深町秋生『地獄の犬たち』を読む

 

地獄の犬たち

地獄の犬たち

 

兼高はひっそりと息を吐いた。刑事になりたかった。罪を犯しながらも、シャバでのうのうと生きている犯罪者が許せなかった。実家近くの小さなスーパーで発生した強盗殺人事件。あの犯人のような連中が。なんの罪もなかった比呂美やアルバイト店員らを、無慈悲に射殺するような外道たちに手錠をかけるのが夢だった。

潜入捜査ものである。警察官がヤクザの組織にヤクザとして潜り込む話である。なんというか、その設定だけで一翻ついたようなものである。
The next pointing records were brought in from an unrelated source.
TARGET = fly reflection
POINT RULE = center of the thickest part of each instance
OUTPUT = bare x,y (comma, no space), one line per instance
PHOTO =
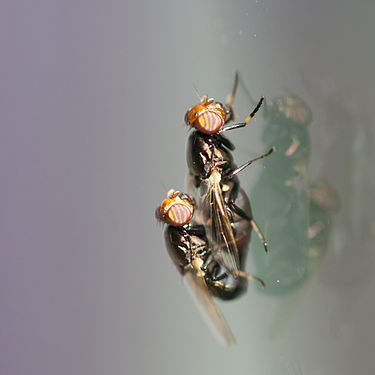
298,218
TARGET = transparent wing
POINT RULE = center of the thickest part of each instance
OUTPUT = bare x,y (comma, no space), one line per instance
218,223
214,318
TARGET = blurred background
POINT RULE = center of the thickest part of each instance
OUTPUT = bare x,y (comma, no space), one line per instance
93,97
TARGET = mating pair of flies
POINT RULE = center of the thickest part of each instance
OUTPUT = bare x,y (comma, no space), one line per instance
210,251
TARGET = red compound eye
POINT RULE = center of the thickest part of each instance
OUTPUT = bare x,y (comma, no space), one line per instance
179,214
209,122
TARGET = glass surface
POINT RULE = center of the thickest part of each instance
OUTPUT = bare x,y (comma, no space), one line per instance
93,97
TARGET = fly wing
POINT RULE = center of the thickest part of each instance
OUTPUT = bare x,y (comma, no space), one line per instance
218,223
214,318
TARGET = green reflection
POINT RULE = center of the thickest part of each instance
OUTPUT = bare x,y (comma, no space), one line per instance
294,213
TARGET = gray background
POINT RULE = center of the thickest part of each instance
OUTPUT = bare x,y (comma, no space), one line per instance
93,96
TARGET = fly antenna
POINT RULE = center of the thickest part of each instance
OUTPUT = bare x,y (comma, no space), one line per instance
243,166
197,93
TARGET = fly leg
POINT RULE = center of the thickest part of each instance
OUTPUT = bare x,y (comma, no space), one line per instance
248,118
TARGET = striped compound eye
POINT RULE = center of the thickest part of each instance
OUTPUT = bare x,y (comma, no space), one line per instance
209,122
179,214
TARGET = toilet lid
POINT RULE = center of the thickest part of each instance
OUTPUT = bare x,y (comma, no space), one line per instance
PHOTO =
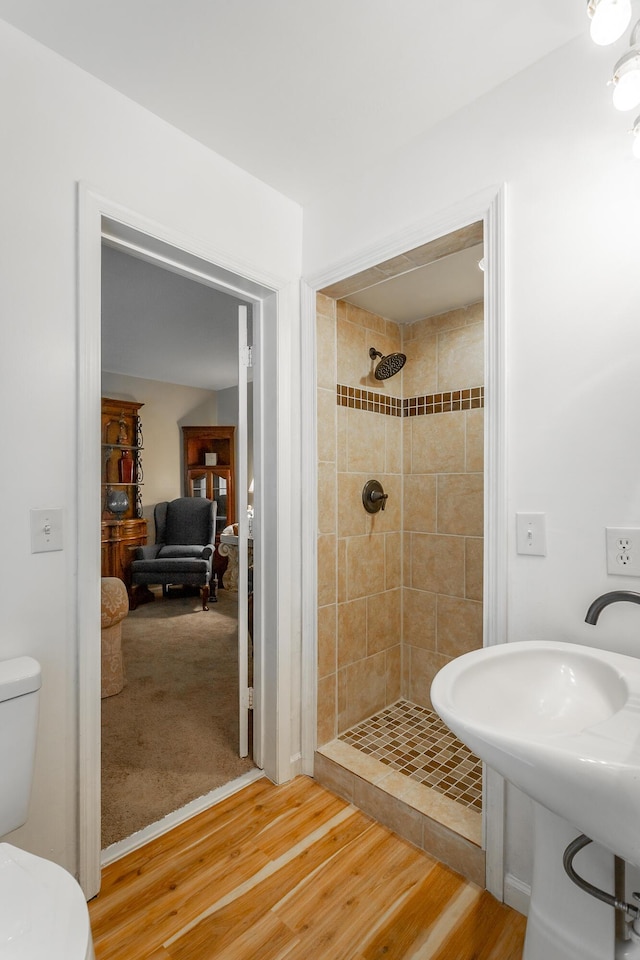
42,909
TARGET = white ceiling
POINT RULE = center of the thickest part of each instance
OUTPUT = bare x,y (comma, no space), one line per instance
301,93
445,284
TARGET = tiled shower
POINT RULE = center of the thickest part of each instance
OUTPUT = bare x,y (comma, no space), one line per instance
399,591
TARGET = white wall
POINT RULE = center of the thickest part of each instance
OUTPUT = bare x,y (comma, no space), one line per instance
573,307
60,126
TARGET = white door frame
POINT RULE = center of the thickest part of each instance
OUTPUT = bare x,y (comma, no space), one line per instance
276,547
488,206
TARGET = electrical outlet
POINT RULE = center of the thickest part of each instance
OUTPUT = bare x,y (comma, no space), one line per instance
623,551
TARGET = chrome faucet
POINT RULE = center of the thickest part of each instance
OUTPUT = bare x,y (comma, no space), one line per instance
615,596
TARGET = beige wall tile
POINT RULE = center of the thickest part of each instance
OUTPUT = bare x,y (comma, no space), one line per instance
326,570
353,361
437,564
461,358
423,666
420,503
365,442
363,318
326,422
438,443
327,640
459,626
341,438
461,504
420,373
327,520
342,570
419,619
343,720
326,352
325,307
474,568
475,440
407,447
366,687
326,723
352,631
392,561
393,674
383,621
393,445
365,565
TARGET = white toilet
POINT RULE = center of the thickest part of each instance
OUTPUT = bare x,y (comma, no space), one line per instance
43,912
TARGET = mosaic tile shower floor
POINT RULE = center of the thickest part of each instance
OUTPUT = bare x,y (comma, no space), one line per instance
415,741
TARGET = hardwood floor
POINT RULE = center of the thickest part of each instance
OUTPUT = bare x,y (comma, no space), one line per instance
293,872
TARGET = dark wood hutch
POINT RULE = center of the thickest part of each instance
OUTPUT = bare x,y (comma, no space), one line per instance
123,527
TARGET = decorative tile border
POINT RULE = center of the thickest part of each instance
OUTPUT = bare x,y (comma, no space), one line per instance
449,400
368,400
470,399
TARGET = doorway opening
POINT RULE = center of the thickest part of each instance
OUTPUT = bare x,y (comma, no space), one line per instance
170,734
101,221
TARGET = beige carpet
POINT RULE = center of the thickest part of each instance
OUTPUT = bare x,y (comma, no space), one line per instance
172,734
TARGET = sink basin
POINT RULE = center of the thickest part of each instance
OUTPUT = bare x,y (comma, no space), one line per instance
562,722
538,690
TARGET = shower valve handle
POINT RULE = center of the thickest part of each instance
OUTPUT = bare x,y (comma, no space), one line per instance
373,496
そのぶん、ハードルは一段高くなるといってもいい。はたして、この『地獄の犬たち』はハードルを乗り越えたのか?

乗り越えた。おれはそう思う。二翻くらいついて返ってきた。さすがの深町秋生といっていい。おれはそう思った。

主人公は関東の大組織に潜り込んだ警察官。整形をし、背中には刺青も入れている。そして、キラーである。サイコパスのような弟分とともに、キラーとして頭角を現していく。正義感に溢れ、犯罪を憎み、その道中で潜入を命じられ、受け入れ、キラーとなった。その葛藤、潜入捜査もの、である。

そして、いつしかヤクザの側の親兄弟分に思い入れを抱くようにもなっていく。潜入捜査ものである。だが、その描写がエグい。キツい。ノワールだ。すばらしい。

すばらしいのは、「地獄の犬たち」の描かれ方だ。極道それぞれに濃厚なキャラ付けがあり、それぞれに生きに生き、死に死に死んでいく。この個性付けが深町秋生ならではのように思う。元力士、元ボクサー、元警官、とんでもない警官……。そこに作者から登場人物たちへの愛がある。活躍させてやろう、いい死に方をさせてやろう、そういう思いだ。おれは勝手にそう思っている。地獄の犬たちは躍動している。

して、果たして、潜入警察官はどういう道を選ぶのか。なにが正義か。そのあたりは本書を読めばいい。おれはたいそう面白かった。それだけのことだ。